Sabtu, 12 Januari 2019

Buku Penyelesaian Sengketa Bisnis | Ringkasan

Buku PENYELESAIAN SENGKETA BISNIS


Penulis:
ISWI HARIYANI
CITA YUSTISIA SERFIYANI
R. SERFIANTO D. PURNOMO

Penerbit:
PT Gramedia Pustaka Utama, Jakarta, 2018

RINGKASAN

Penyelesaian sengketa bisnis dapat dilakukan melalui pengadilan (litigasi) maupun di luar pengadilan (non-litigasi).  Penyelesaian sengketa melalui pengadilan dilakukan dengan cara mengajukan gugatan perdata melalui Pengadilan Negeri. Cara ini mulai banyak ditinggalkan para pelaku bisnis karena prosesnya panjang, lama, mahal dan berbelit-belit. Hasil putusan Pengadilan Negeri masih bisa diajukan banding ke Pengadilan Tinggi lalu kasasi hingga peninjauan kembali ke Mahkamah Agung.

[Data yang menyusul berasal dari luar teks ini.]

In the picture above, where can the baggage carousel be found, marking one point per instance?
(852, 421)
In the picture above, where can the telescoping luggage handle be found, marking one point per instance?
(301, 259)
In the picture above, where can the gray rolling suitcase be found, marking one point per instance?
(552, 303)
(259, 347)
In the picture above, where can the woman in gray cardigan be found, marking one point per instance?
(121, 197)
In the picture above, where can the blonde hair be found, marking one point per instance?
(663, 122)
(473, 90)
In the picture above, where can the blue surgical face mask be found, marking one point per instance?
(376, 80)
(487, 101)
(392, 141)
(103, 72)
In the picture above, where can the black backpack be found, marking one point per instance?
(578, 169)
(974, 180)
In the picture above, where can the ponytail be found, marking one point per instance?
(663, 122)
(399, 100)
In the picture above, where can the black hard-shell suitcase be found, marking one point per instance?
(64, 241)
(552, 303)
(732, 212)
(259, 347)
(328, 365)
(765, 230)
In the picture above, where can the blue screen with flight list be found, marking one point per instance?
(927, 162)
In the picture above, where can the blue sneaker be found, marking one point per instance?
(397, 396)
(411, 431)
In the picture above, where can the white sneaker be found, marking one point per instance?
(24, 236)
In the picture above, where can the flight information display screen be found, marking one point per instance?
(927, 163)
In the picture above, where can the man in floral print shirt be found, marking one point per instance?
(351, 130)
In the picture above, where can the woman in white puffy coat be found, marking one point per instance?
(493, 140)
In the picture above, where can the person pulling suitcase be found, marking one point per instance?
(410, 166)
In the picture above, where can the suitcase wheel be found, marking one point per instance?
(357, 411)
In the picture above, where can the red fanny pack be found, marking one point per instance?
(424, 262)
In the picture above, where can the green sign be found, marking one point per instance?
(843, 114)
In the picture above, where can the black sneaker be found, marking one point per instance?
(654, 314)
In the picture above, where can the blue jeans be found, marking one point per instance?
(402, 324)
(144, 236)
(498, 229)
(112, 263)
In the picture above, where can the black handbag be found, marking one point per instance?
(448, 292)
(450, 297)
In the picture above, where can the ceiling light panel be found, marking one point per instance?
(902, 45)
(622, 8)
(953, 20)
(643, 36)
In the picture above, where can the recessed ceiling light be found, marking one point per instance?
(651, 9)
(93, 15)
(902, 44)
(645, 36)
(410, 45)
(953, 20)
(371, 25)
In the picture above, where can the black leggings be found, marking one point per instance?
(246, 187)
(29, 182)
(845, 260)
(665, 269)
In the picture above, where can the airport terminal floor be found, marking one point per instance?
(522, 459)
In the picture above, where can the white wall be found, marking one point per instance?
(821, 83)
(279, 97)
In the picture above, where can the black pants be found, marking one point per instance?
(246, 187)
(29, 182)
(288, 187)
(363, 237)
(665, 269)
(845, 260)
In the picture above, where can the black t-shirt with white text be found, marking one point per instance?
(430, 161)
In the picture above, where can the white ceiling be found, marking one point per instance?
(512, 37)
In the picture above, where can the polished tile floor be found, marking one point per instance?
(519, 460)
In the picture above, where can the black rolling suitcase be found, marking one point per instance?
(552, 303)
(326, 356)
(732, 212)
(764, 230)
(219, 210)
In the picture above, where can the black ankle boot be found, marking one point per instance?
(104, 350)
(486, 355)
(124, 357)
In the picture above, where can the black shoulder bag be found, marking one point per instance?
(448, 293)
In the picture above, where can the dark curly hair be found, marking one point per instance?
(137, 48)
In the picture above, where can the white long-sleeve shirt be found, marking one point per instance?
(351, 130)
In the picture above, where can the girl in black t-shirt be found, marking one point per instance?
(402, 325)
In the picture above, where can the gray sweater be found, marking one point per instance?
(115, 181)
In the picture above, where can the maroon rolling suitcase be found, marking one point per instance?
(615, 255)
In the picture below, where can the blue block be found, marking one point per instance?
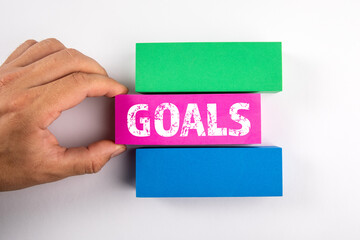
(209, 172)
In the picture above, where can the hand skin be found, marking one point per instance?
(38, 81)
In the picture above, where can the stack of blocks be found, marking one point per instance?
(200, 104)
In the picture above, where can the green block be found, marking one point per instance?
(209, 67)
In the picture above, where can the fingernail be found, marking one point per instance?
(119, 149)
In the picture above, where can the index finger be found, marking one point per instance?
(71, 90)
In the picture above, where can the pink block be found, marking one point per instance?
(187, 119)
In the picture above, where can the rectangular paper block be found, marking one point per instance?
(187, 119)
(209, 67)
(209, 172)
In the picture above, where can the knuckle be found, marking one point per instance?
(30, 42)
(94, 166)
(73, 55)
(79, 78)
(8, 77)
(19, 101)
(54, 42)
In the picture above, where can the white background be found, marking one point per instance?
(315, 119)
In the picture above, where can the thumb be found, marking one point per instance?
(91, 159)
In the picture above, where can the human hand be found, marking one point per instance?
(38, 81)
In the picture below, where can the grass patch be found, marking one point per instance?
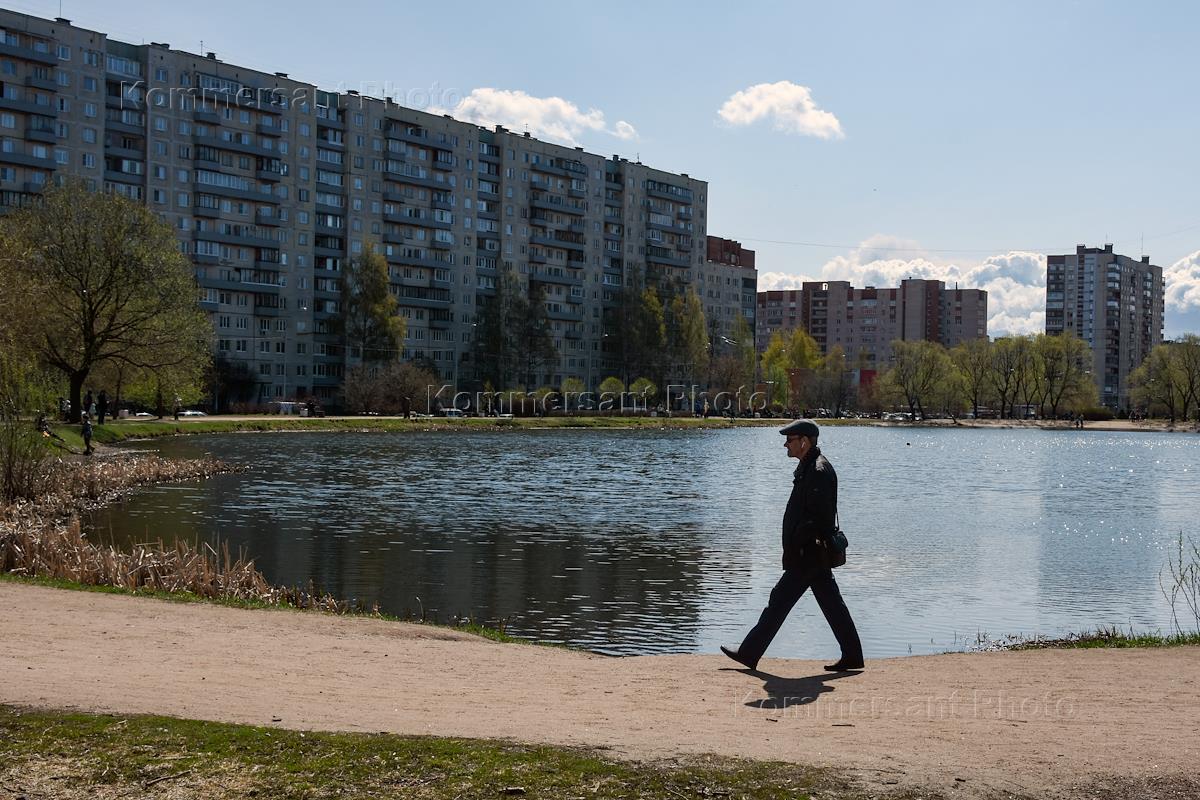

Penyelesaian litigasi juga bisa dilakukan via Pengadilan Niaga khusus bagi sengketa  Hak Kekayaan Intelektual (HKI). Selain berwenang mengurus kepailitan, Pengadilan Niaga juga berwenang mengurus sengketa HKI. Hampir semua sengketa HKI (Hak Cipta, Merek, Indikasi Geografis, Paten, Desain Industri, DTLST) diurus melalui Pengadilan Niaga, sedangkan sengketa HKI lainnya (Rahasia Dagang dan Perlindungan Varietas Tanaman) diurus melalui Pengadilan Negeri.

Alternatif Penyelesaian Sengketa (APS) atau Alternative Dispute Resolution (ADR)  semakin banyak digunakan para pelaku bisnis sebagai cara penyelesaian sengketa di luar peradilan. Para pelaku bisnis enggan menggunakan jalur litigasi karena reputasi peradilan yang kurang kondusif bagi pengembangan bisnis di masa depan.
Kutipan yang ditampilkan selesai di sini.